Он садился к столу, который стоял вплотную к подоконнику, задергивал плотные темные шторы, чтобы ничто не отвлекало от сочинения, открывал верхний ящик стола и доставал пачку бумаги.

Он специально покупал только такую бумагу.

Она была не совсем белая, а с каким-то оттенком чуть кремовым, если справа посмотреть под углом, а вот если глянуть на плотный лист чуть слева, поворачивая его под лучом настольной лампы, то вроде и в зелень отдает немного. Бумага была плотная, гладкая, но не глянцевая и блестящая, а матовая, не бликующая под лампой.

Пачку он клал слева от себя к дальнему углу стола.

Потом доставал ключ из маленького кармана удобной домашней бархатной куртки с мягким воротником и обшитыми кожей локтями. Карман был маленький — только два пальца сунуть. И ключ был маленький с круглым хвостом и удобным плоским хватом. Этим ключом сочинитель — ну, а как его еще называть? — открывал дверцу в правой тумбе стола. Там на полке стояла большая бутылка с узким горлышком. Он доставал ее, смотрел на просвет, проверяя, сколько в ней осталось. Затем доставал с той же полки тяжелую стеклянную прозрачную чернильницу и наливал в нее чернила из бутылки. Специальной тряпочкой протирал горлышко бутылки и убирал ее снова в стол.

Все это он делал неторопливо и размеренно, как каждый раз, когда садился сочинять.

— Вот, кстати, — задумался он. — Чернила. Они же совсем не черные.

Они были старые и очень редкие. Когда сочинитель писал, то чернильные слова долго не просыхали, оставаясь чуть выпуклыми над листом бумаги, как будто он выкладывал их цветной блестящей проволокой. Он не взбалтывал чернила, и получалось, что одно слово могло быть темно синим с золотыми проблесками, а другое вроде как и красноватое чуть-чуть, а вот целая строка получалась вдруг с зеленоватым отливом. И это доставляло дополнительное удовлетворение от самого процесса сочинения.

Когда все размещалось на столе в привычном и удобном порядке — пачка бумаги слева впереди, настольная лампа слева на краю стола, чистый лист бумаги прямо посередине, справа от листа ручка со стальным пером, впереди и чуть справа чернильница — он вздыхал с удовлетворением и надолго замирал над столом.

Это только так кажется иногда, что сел сочинитель к столу и сразу написал что-то. Чтобы написать, надо сочинить. А тратить драгоценную бумагу и такие редкие чернила на черновики он не мог. Сочинитель всегда писал только начисто, складывая затем листы, исписанные аккуратным почерком с небольшим наклоном вправо, на полки, окружающие его со всех сторон. Все стены комнаты были закрыты высокими, до потолка, полками, на которых лежали пачки исписанной сочинителем бумаги.

Иногда он брал с полки тот или иной лист, всматривался удивленно, перечитывал, хмыкая и мотая головой, иногда смеясь и даже притопывая от радости ногой, потом аккуратно клал на то же место, смотрел недолго за окно, в мир, снова задергивал шторы и садился к столу.
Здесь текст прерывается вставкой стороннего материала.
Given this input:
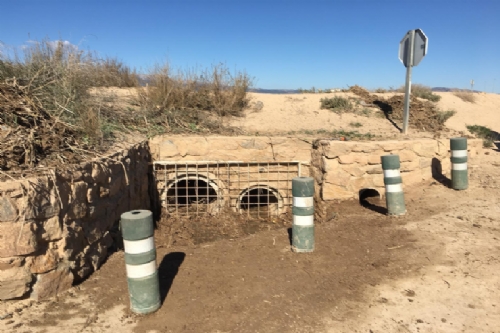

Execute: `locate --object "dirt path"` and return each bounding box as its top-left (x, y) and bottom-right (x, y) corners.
top-left (0, 150), bottom-right (500, 333)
Сегодня он хотел сочинить фантастический, почти даже сказочный мир.

Не трогая ручку, смотря на лист бумаги, он уже прикидывал, как разместит первые строки, и сколько примерно листов получится, и как долго он будет сочинять, медленно и с удовольствием заполняя лист за листом новыми и новыми сочиненными подробностями. Подробности были его маленьким и безобидным пунктиком.

Сочинитель считал, что без подробностей любое сочинение мертво. Можно сочинить, например, тайфун и, скажем, гигантский смерч. Но никто в них не поверит, думал он, пока не опишешь подробно, как эти тайфуны возникают в атмосфере, как влияет на них солнце, время года, притяжение Луны. А отсюда следовало, что обязательно нужно было сочинить подробности про атмосферу и ее составляющие части, про Луну эту, которую иногда видно даже сквозь шторы, про солнце и солнечный свет, который сам по себе настолько чудесен, что сочинять его одно удовольствие.